Gerakan penyerangan serentak itu bermula dari kesatuan PRI yang saya pimpin, yang bermarkas di kompleks Koblen. Pasukan saya mendapat tugas untuk menyerang Sekutu yang berada di Hotel Internatio dan pos tentara Sekutu di Jembatan Merah. Pasukan saya yang dilengkapi dengan senjata berat dan didukung oleh mobil lapis baja melancarkan serangan dengan seru. Terdengar pula tembakan balasan dari pihak Sekutu yang tampak tetap berkeras mempertahankan kedudukannya di kota Surabaya, tetapi pada akhirnya tidak berdaya.
Pada waktu melakukan serangan itu, kesatuan PRI yang saya pimpin mendapat bantuan pasukan dari PRI Mojokerto pimpinan Djarkasih, PRI Kediri pimpinan Wakidjo, PRI Malang pimpinan Syamsuri Mertojoso, dan PRI Besuki pimpinan Soetjipto Joedodihardjo. Tambahan pasukan itu semakin memperkuat pasukan saya sehingga setelah melumpuhkan kedudukan Sekutu di dua tempat itu, saya membagi kegiatan pasukan untuk melancarkan serangan selanjutnya. Satu kelompok pasukan saya perintahkan untuk menyerang Sekutu yang menduduki gedung sekolah HBS. Pasukan ini berada di bawah komando Wirato. Sementara menata strategi, saya mendapat berita bahwa pos polisi di Bubutan berhasil diduduki oleh pasukan Sekutu. Semua anggota pasukan berhasil dilucuti. Berita itu mendorong saya memerintahkan Luwito dan Gontah yang diperlengkapi dengan mobil lapis baja untuk memimpin satu pasukan melakukan penyerangan dan merebut kembali pos tersebut. Serangan yang dilakukan oleh pasukan Gontah berhasil memorakporandakan tentara Sekutu yang berjumlah sekitar 350 orang. Tentara Sekutu yang menduduki pos itu kebanyakan adalah tentara Gurka (India) yang sebagian besar beragama Islam. Hal itu diketahui ketika sebagian dari mereka yang tertembak memohon untuk dikasihani karena mereka Muslim.
Dengan berapi-api, Bung Tomo berpidato melalui pemancar radio Barisan Pemberontakan Rakyat Indonesia mendorong massa rakyat untuk menyerang tentara Sekutu meskipun dengan hanya bersenjatakan bambu runcing. Suara Bung Tomo didengung-kan dengan diawali ucapan Allahu Akbar sebanyak tiga kali.

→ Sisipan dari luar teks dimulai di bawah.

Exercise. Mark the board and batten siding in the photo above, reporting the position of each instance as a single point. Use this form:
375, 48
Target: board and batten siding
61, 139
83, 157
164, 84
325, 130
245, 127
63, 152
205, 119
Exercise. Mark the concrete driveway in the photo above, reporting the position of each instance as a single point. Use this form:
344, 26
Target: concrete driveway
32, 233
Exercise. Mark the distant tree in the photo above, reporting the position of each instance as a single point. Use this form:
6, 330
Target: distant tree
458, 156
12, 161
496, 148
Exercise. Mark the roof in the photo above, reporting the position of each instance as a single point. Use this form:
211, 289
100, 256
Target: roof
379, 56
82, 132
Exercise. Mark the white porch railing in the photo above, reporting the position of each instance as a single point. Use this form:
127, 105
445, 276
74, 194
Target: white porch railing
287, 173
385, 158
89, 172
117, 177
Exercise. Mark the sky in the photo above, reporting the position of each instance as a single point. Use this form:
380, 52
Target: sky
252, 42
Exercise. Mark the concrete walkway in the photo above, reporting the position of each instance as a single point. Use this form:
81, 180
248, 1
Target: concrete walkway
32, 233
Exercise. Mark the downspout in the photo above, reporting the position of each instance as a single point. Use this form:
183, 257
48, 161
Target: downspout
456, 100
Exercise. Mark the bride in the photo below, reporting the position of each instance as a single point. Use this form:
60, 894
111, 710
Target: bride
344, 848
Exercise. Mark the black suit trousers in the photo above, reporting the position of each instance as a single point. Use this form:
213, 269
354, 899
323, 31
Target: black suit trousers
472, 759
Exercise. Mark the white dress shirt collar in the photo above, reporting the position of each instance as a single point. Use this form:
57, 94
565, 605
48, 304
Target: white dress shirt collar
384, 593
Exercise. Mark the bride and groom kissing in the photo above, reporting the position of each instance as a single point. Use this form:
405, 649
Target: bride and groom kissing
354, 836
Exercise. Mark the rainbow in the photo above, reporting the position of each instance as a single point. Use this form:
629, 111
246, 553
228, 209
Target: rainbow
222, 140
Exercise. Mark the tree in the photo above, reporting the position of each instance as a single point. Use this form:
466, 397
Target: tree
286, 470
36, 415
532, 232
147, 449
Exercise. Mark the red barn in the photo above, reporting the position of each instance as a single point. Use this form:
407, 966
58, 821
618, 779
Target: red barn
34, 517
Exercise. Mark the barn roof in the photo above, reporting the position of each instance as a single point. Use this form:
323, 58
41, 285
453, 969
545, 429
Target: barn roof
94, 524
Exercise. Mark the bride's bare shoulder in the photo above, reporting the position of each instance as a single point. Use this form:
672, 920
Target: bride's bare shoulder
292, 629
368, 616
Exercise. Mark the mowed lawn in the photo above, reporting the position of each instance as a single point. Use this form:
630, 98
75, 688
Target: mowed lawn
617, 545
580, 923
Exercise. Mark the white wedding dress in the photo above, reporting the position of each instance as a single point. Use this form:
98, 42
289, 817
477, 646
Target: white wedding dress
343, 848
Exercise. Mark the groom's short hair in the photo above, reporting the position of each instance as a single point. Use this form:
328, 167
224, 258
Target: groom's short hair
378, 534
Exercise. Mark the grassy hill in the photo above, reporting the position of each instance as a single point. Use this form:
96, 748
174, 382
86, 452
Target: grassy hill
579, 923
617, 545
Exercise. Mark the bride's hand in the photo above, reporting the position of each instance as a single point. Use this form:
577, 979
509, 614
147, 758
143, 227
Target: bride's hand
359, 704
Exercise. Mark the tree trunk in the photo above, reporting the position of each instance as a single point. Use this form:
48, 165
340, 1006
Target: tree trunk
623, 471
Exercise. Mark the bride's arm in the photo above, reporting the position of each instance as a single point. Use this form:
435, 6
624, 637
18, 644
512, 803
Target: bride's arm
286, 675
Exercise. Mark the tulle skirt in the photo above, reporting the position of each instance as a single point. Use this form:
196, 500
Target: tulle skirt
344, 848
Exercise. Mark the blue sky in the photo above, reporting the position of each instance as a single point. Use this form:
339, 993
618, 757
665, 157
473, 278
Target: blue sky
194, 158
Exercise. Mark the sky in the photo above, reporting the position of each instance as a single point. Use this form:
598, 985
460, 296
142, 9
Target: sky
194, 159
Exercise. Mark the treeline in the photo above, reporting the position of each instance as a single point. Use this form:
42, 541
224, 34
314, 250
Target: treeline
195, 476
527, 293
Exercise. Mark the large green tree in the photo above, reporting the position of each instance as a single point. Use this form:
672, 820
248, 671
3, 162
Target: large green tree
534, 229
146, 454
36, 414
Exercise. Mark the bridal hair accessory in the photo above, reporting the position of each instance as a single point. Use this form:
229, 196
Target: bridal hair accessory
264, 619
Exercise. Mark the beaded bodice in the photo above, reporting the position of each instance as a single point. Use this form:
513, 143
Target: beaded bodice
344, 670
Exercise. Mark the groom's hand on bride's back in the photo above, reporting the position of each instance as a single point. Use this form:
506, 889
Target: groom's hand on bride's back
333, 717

Rakyat menjadi sangat agresif dan fanatik, suatu kondisi yang membingungkan tentara Sekutu. Pada malam hari, rakyat dengan gagah berani menyerang kampung-kampung yang diduduki oleh Sekutu. Serangan rakyat secara massal itu merupakan neraka bagi tentara Sekutu yang berpengalaman perang itu. Suara Bung Tomo dalam menggerakkan massa dirasakan berpengaruh sangat luar biasa. Dalam suatu pertemuan di hadapan mahasiswa di Surabaya (pasca perjuangan fisik), ada seorang mahasiswa yang bertanya kepada Bung Tomo apa kiat beliau sehingga dapat menjadi sedemikian berani di medan perjuangan. Bung Tomo menjawab bahwa ia bersemangat karena peran dari orang yang duduk di sebelah kanannya. Orang yang dimaksud itu adalah saya. Jawaban itu juga memberikan petunjuk bahwa keamanannya terjamin dengan hadirnya pasukan Polisi Republik Indonesia. Maklumlah, ketika itu, praktis setiap anggota masyarakat memiliki senjata api sehingga keamanan orang mudah terganggu.
Sementara berada di medan laga sambil mengkoordinasi penyerangan, datang seorang kurir menyampaikan pesan dari istri saya bahwa ia merasa terancam akan dibunuh oleh seorang pejuang. Berita itu menggetarkan jiwa saya sebagai seorang kepala rumah tangga sehingga dengan segera saya memerintahkan wakil saya untuk sementara mengambil alih kedudukan saya. Setelah itu, saya berangkat ke klinik dengan menggunakan panser yang diperlengkapi dengan mitraliur. Tindakan ini unik, karena kondisi menuntut demikian. Surabaya ketika itu bagaikan lautan api. Suara dentuman mortir dan desingan peluru terdengar seperti irama kematian. Jalur-jalur jalan telah penuh dengan rintangan yang dibangun oleh arek-arek Suroboyo sehingga sulit dilalui dengan kendaraan biasa.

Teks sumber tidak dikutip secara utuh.